How the TypeScript Compiler Compiles - understanding the compiler internal

Orta Therox shared this high-level overview of the TypeScript compiler and all its internal workings. It is so exciting and very well explained. Orta is an incredible technical instructor!

Proposals

I like checking new ECMAScript proposals, but traversing GitHub readme files is not the best user experience. This website makes it much easier and presents all proposals, categorised by stages and popularity based on GitHub stars. Handy resource.

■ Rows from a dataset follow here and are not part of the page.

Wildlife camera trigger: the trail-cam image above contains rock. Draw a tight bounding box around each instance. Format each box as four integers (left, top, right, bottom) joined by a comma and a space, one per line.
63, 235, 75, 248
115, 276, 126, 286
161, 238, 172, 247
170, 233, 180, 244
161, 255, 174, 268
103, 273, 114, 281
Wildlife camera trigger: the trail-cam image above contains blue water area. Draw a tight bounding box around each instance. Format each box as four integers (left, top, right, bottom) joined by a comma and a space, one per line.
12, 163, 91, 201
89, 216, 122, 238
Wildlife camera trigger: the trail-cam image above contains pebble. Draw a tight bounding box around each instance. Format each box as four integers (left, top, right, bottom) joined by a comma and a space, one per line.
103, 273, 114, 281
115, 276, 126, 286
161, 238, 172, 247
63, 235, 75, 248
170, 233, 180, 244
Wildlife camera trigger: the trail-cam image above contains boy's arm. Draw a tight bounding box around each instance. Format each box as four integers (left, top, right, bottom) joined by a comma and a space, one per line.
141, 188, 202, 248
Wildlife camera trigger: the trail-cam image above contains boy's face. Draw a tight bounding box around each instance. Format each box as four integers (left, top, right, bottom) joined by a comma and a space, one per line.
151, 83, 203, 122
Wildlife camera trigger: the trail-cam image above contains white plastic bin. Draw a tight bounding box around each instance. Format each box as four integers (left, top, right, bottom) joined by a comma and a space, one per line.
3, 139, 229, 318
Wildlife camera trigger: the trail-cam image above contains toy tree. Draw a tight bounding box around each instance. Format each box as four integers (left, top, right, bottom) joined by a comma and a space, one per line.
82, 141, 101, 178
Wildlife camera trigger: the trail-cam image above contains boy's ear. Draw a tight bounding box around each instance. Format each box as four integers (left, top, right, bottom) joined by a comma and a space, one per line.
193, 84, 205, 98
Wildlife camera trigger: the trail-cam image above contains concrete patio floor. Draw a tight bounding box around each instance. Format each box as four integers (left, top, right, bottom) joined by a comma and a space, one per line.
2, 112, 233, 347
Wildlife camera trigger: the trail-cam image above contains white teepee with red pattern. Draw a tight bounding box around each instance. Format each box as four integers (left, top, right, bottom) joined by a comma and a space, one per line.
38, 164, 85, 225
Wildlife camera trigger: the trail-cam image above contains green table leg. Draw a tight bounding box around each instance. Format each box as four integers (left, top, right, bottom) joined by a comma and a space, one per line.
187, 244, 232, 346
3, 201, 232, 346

Get started with validation in Node.js

This article by Simon Plenderleith is a great primer to use JSON Schema Validator in Node.js. Simon explained all the benefits of using this validation technique and provided links to resources that can help us generate schemas and use them in different programming languages.

A Simple Explanation of Function Overloading in TypeScript

Dmitri Pavlutin published a great post about function overloading in TypeScript. Even though I don’t use this TS feature too often, I learned a few things from this post.

AWS Lambda now supports event filtering for Amazon SQS, Amazon DynamoDB, and Amazon Kinesis as event sources

This announcement can save you or your company a lot of money. There is no need to write a separate logic to filter kinds of events on a Lambda level with this feature. Configuration can capture events of interest, and the remaining ones are ignored — no need to invoke function at all.

Fleet - Next-generation IDE by JetBrains

A quick and lightweight text editor with IDE features built by JetBrains is coming. It looks like distributed deployment and collaboration tools are coming built-in. The design also looks top notch. It has a built-in terminal, git support, debugger, theming support, plugins, and all the things you would expect from an app like this in 2022. I am very interested in this one, and I am glad that some real competitor for Visual Studio Code is coming.